The solution is simple.  Check your blind spots.  Whether or not you see them, they are there. The undocumented, the homeless, the single parents, the unemployed, the homosexual, the impoverished, the mal-educated and the malnourished. Whether or not you see them, they are still there. And they have just as much nerve and just as much right to be here as you do. Share the road, so we can all get where we want to go.

Black Girls Be Pushing the Bounds of their Celibacy

If it seems like I have been talking about sex, and/or the lack thereof, it is because I have.  I am a sexual person.  I didnt know it then but if I knew what sexual desires were I would have known something was up when I was 7 and had fuzzy feelings deep in the pit of my stomach every time I saw the Black Ranger on Power Rangers.  Or every time Urkel turned into Stephan on Family Matters.  I didnt know then but if I had known I would have.

So now here I am, almost 23 years old and I am trying really hard to be celibate. No.  Actually Im not trying really hard at all.  Im not trying to not have sex.  Im just not doing it.  I have not met a man yet within a 30 mile radius that makes me want to have sex.  Shoot, I havent met a man in a 30 mile radius that makes me want to shave my legs.  I havent had the urge to kiss or touch or anything anyone.  And its not that Im not trying.  In the span of 3 days I went on 3 separate dates with 3 different guys.  And each time…nothing.  It was nice to be out of the house and talking to someone.  The company was decent but  that’s about it.  I was almost starting to think it was me.

And then last night I spoke to my “ex” (ex in quotations because we were never officially together but he might as well have been).  When we were at our height, he was the love of my life/the thorn in my side/my affliction/my cure all in the span of a week.  He knew me so well that it scared me because he would tell me things that I only let myself think about at 2 am on a moonless night.  He knew me like that.  Still does.  But he used that knowledge to his advantage and played on all the insecurities that I laid so bare.  He was an asshole and I loved him and hated him for it.

Its been over a year since we were serious and now that time has passed we have reached an understanding.  We are at a place where we have both grown and we recognize that but we both know each other’s boundaries and tells so we are very comfortable.  Too comfortable.  Because we have a connection that wont release us.  We had some of the best conversations I ever had in my life and we had some of the best sex I ever had in my life and yes those two things are very much related.

This connection is so strong that when we talk and get past all the pleasantries and we get into the meat of whatever we are talking about, whether its politics or our plans for the future or whatever, I start playing in my hair and my skin gets hot and my thighs start to rub together.  And he says whenever you call me my heart beats fast. Mind you, he is in Maryland and I am in North Carolina but without fail it happens.  Every. Single. Time.

We laugh and say that we are meant to be each others life long mistresses. I roll my eyes but deep deep deep deep way deep down I know that he means it. And it scares me because maybe I mean it too.  Because we have an addiction for one another.  When we would visit each other we could barely leave the house.  Looking back on it, its funny but its not. Because I know that that feeling didnt die when we ended our relationship.

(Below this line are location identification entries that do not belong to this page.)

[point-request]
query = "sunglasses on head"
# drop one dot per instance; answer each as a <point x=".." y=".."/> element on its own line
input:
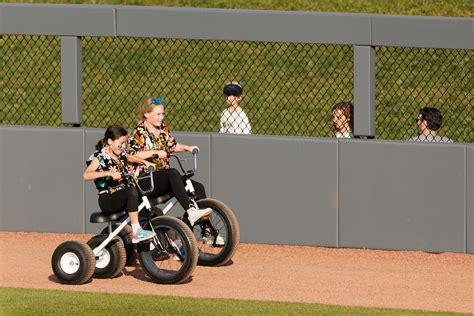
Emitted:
<point x="157" y="101"/>
<point x="233" y="89"/>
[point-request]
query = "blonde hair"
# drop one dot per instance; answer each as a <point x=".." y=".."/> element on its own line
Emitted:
<point x="149" y="104"/>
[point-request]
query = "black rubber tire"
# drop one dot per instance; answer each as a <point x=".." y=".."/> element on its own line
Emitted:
<point x="231" y="225"/>
<point x="78" y="258"/>
<point x="155" y="269"/>
<point x="111" y="261"/>
<point x="126" y="236"/>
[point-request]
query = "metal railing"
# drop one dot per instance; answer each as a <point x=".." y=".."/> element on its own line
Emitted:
<point x="291" y="80"/>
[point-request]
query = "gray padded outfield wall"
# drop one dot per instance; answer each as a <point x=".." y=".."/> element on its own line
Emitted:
<point x="245" y="25"/>
<point x="42" y="187"/>
<point x="284" y="190"/>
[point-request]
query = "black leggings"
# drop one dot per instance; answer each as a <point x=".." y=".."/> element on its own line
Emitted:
<point x="125" y="199"/>
<point x="170" y="181"/>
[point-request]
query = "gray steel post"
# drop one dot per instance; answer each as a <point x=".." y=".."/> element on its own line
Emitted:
<point x="364" y="90"/>
<point x="71" y="79"/>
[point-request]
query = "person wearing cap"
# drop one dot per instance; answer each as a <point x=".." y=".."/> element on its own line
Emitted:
<point x="233" y="120"/>
<point x="152" y="140"/>
<point x="429" y="121"/>
<point x="343" y="120"/>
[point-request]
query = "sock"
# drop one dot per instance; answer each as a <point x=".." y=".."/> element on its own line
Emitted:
<point x="135" y="227"/>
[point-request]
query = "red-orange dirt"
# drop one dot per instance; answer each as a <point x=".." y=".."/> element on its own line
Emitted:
<point x="349" y="277"/>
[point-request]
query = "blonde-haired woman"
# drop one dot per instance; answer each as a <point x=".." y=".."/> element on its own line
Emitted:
<point x="152" y="137"/>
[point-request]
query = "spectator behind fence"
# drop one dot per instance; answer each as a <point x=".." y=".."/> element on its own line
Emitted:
<point x="343" y="120"/>
<point x="152" y="137"/>
<point x="429" y="120"/>
<point x="106" y="167"/>
<point x="233" y="119"/>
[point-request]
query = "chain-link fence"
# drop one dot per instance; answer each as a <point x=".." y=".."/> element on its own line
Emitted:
<point x="288" y="88"/>
<point x="409" y="79"/>
<point x="30" y="80"/>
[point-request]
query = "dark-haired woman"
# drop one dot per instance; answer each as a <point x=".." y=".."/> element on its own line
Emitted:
<point x="105" y="166"/>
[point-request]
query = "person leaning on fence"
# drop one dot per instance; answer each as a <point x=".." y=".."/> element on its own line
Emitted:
<point x="233" y="119"/>
<point x="106" y="166"/>
<point x="429" y="121"/>
<point x="343" y="120"/>
<point x="152" y="137"/>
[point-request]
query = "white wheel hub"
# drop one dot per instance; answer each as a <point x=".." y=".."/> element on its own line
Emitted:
<point x="103" y="259"/>
<point x="70" y="263"/>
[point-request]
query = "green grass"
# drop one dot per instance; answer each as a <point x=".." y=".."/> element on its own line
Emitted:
<point x="14" y="301"/>
<point x="289" y="87"/>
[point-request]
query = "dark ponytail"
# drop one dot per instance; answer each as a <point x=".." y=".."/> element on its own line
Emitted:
<point x="113" y="132"/>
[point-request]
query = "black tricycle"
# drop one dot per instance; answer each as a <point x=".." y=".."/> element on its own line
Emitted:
<point x="217" y="235"/>
<point x="169" y="258"/>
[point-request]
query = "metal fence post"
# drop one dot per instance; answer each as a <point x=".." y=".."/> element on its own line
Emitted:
<point x="71" y="79"/>
<point x="364" y="91"/>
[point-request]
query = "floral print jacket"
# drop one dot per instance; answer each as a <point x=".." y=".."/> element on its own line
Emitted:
<point x="107" y="163"/>
<point x="140" y="139"/>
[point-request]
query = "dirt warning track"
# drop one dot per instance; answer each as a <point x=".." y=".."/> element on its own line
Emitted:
<point x="350" y="277"/>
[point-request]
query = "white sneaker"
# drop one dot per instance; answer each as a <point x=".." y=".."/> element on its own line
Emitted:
<point x="195" y="214"/>
<point x="210" y="240"/>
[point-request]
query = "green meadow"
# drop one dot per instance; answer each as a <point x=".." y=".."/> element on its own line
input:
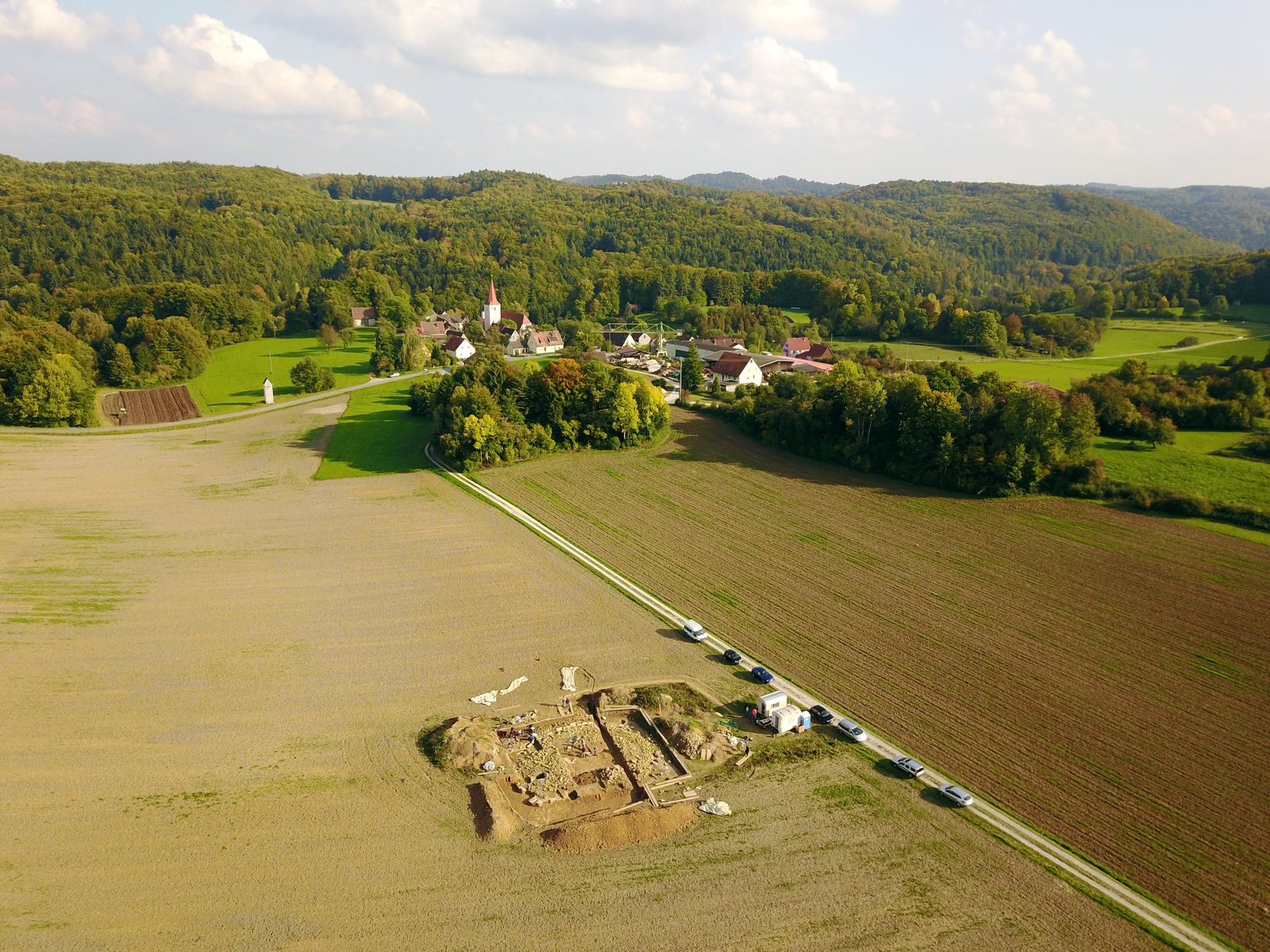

But what does all of this have to do with celibacy.  I dont know. Maybe I just wanted to talk about sex.  But I guess Im saying that I want a man who challenges my celibacy.  Not in the literal sense that he tries to manipulate me into doing something I dont want to do.  But someone that has it so together and stimulates my mind and stirs my soul so much that I want to give him my body.  I want an even deeper passion with someone that is truly ready for it.  Someone that makes me want to give up this whole celibacy thing but loves and respects me enough to tell me “No. Let’s wait”.  Yeah, that’s what I want.